The TreeMon project takes a different approach, which works superficially and, in the best case scenario, also comprehensively.
Trees “talk” about their problems
Even if we can’t always perceive it with our senses, plants are constantly communicating their current health and growth requirements. The startup Hortyia, for instance, is attempting to decode this “plant language” using its own proprietary language model. Historically, we’ve reported on numerous projects that utilise sensors embedded directly into leaves or bark.
According to Mario Hopfner from the German Private Institute for Environmental Analysis (IfU) in Chemnitz, this is precisely where TreeMon differs from other approaches: “Sound allows us to look inside objects non-destructively.” His team investigated various attachment methods, testing the sensors on the outer bark as well as the inner bast or cambium layers. Although the recording quality improved the deeper they reached into the tree, they found that even recordings with higher background noise provided sufficient data for meaningful analysis.
Consequently, Hopfner explains that his team limited their measurements to “merely smoothing the bark slightly to create a suitable contact surface.” The researchers attached five different “TreeMon sensor” prototypes to various trees to gather a wide range of data. These “acoustic emission sensor nodes” also record additional environmental factors such as temperature and humidity.
To date, the TreeMon team has tested five sensors on different trees. Here is the translation and improvement for the second passage:
British English Translation
“By attaching sensors directly to the tree, we can record sounds that are usually imperceptible to the human ear—such as the snapping of individual wood fibres or the feeding noises of pests,” explains Mario Hopfner.
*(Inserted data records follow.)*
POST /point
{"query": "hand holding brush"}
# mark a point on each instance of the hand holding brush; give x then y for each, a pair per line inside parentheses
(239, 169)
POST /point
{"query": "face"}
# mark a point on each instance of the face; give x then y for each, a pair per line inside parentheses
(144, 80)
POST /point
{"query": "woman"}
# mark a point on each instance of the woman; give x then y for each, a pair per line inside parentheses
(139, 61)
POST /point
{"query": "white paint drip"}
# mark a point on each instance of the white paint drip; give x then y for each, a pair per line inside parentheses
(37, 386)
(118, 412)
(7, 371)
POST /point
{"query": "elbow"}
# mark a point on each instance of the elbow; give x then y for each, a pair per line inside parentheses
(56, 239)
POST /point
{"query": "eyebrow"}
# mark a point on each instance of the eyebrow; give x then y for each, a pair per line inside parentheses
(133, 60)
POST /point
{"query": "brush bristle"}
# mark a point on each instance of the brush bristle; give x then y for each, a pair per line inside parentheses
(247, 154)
Although the sensors, developed by the research team in collaboration with Teletronic Rossendorf GmbH, can be fitted universally to various tree species, the initial test recordings revealed distinct differences in the data collected.
Similar principle, different scenario
The increasing drought is also raising the risk of forest fires. The Brandenburg-based start-up Dryad is developing sensors designed to provide early warning of forest fires.
“Overall, trees are incredibly diverse. I wasn’t fully aware of the extent of this before the project began. There are numerous factors to consider: age, size, girth, species, location, and many other characteristics have a fundamental impact on the measurement data and its subsequent analysis,” says Hopfner. For this reason, the TreeMon team is also collaborating with OGF GmbH and the fruit processing firm Sora GmbH. These botanical experts provide insight into plant health and physiological behaviour.
Research data to be made open-access
Another strength of the project is that the recorded audio tracks are not restricted to proprietary systems. If a similar project were to develop different microphones that record the same frequencies, the data could be analysed together. TreeMon also plans to make its data publicly accessible in the future, enabling further development by other research teams.
The data from the sensors is to be collected on a dashboard. This allows users to view the information directly and compare it. Although the data is currently only accessible within the project, the Fraunhofer Institute for Ceramic Technologies and Systems (IKTS) plans to make the measurement data publicly available in the future. This will be done via the project website or via cloud storage.
In 2026, the TreeMon project will have already entered its final six months of implementation. So if you see trees with microphones in the future, they won’t be recording a new podcast – they may be equipped with TreeMon sensors.